Researchers: Ideal myopia-controlling contacts will target many mechanisms
Click Here to Manage Email Alerts
Paul Gifford, PhD, FAAO, and Kate Louise Gifford, BAppSc(Optom) determined through a literature review that contact lens wear for myopia control outweighs the risk in allowing the condition to develop, while further research is required to establish the length and stability of effect.
Research is growing to attribute a complex system of factors to myopia development such as: parental influence and ethnicity, environmental factors, peripheral refraction and binocular vision, according to the authors.
One option for controlling myopia progression is orthokeratology (OK). According to Gifford and Gifford, recent OK studies for periods of 2 to 5 years have elicited a 32% to 42% myopia control effect. The studies suggest that OK is effective in slowing progression for an initial period of up to 3 years of wear, but researchers are unsure how long thereafter wear needs to continue to maintain effect and whether a rebound effect is possible.
Multifocal contact lenses and simultaneous (dual-focus) designs and aspheric designs have also been influential in slowing myopia, according to the review.
The researchers explored patents to build a clearer picture of the future of contact lens design. Most patents explain a method for controlling peripheral refraction and vary between how this is achieved, they said.
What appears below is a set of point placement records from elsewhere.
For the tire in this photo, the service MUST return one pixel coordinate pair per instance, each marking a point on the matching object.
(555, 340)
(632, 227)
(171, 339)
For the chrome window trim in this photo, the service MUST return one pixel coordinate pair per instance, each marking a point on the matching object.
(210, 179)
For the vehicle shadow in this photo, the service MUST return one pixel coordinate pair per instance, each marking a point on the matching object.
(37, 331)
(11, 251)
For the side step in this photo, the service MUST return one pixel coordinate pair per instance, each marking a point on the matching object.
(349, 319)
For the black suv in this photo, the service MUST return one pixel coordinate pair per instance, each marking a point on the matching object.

The variations arise in defining the peripheral refraction zones of the lens.
“Altering the periphery to control the optical effect creates significant challenges that need to be overcome to allow optical variation while standardizing factors like sagittal depth so as to allow consistent fitting independent of the optical effect,” the researchers wrote.
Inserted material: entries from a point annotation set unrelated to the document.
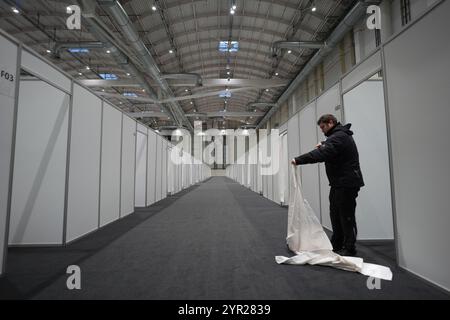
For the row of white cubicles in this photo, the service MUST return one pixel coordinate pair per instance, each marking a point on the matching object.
(74, 162)
(399, 107)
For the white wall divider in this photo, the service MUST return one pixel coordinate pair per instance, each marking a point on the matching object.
(158, 185)
(417, 69)
(128, 165)
(366, 68)
(284, 167)
(84, 169)
(308, 141)
(164, 169)
(8, 100)
(151, 167)
(293, 145)
(328, 103)
(110, 167)
(365, 110)
(37, 210)
(141, 166)
(45, 71)
(253, 158)
(275, 165)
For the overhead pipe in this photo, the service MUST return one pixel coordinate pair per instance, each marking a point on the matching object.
(296, 45)
(119, 15)
(260, 105)
(354, 15)
(83, 44)
(119, 57)
(183, 76)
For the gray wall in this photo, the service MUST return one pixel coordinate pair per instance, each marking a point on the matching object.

CooperVision (Fairport, N.Y.) defines a method using multiple sets of contact lenses to provide differing degrees of change to the peripheral refraction profile, according to the authors. The lens profile is altered until balance between the visual quality and myopia control is achieved.
Pharmacological factors, such as using the contact lens as an antimuscarinic agent delivery device, may also be essential, they said.
According to researchers, the ideal myopia-controlling contact lens must also target the following: induce peripheral myopia without compromising vision, reduce lag of accommodation and reduce near esophoria.
The contact lens should measure ocular biometrics and analyze surroundings to provide real-time advice and training in avoiding environments that increase the risk of myopia progression, they continued.
FDA approval can bring global recognition and indicate high product safety and efficacy, however the time and cost involved can be great.
Significant development is underway as the etiology of myopia becomes more recognized, toward creation of contact lenses that individually target myopia, they concluded. – by Abigail Sutton
Disclosure: The researchers reported no relevant financial disclosures.